(a) HN has had many good submissions from bloomberg.com (https://hn.algolia.com/?dateRange=all&page=0&prefix=true&que...). We go by article quality, not site quality (https://hn.algolia.com/?dateRange=all&page=0&prefix=false&qu...). There's nothing hard to believe about this article. If there were, the solution would be to provide correct information or specific counterarguments. Obviously we're not going to ban bloomberg.com.
(b) I addressed this point thoroughly in the comment you're replying to.
(c) You probably shouldn't complain about the comment section's interestingness while contributing to lowering it. It remains to be seen how interesting this thread will end up being. One reason we try to focus on the most substantive articles is that they usually lead to better comments.

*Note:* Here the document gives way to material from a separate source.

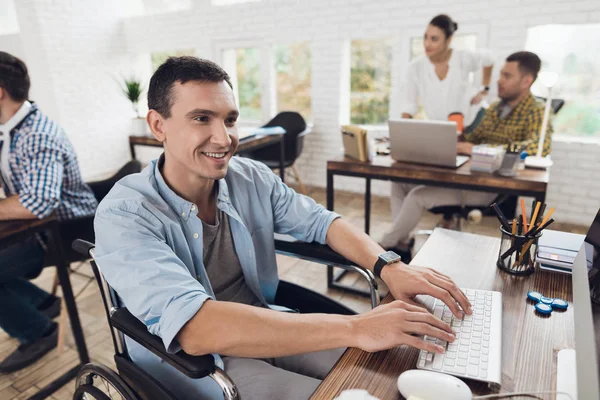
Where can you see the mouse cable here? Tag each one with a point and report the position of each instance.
(528, 394)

(d) Plenty of users, to judge by upvotes, find this article interesting. Those who flagged it presumably didn't. The tug of war between upvotes and flags is one of the axes around which HN turns. It works surprisingly well, but it's not perfect. It has failure modes, and human intervention is the only way to address them.
(e) HN is a moderated/curated/however you want to call it kind of site. It always has been. HN's system is built out of three subsystems: the community, the software, and moderation. They interact in complex feedback loops. All three are necessary and all three have their limits.
Don't forget that Bloomberg regularly and knowingly spreads literal fake news, for example the whole "Huawei bugged Vodafone's equipment" debacle.
There are just as many reasons to dismiss every other large media outlet. You may have a bee in your bloomberg bonnet, but there are just as many bees in NYT bonnets and all the other bonnets. Obviously we're not going to ban all those sites; what we're going to do instead, hopefully, is pick the best articles and discuss them thoughtfully. Shallow/generic site dismissals aren't that, so please stop.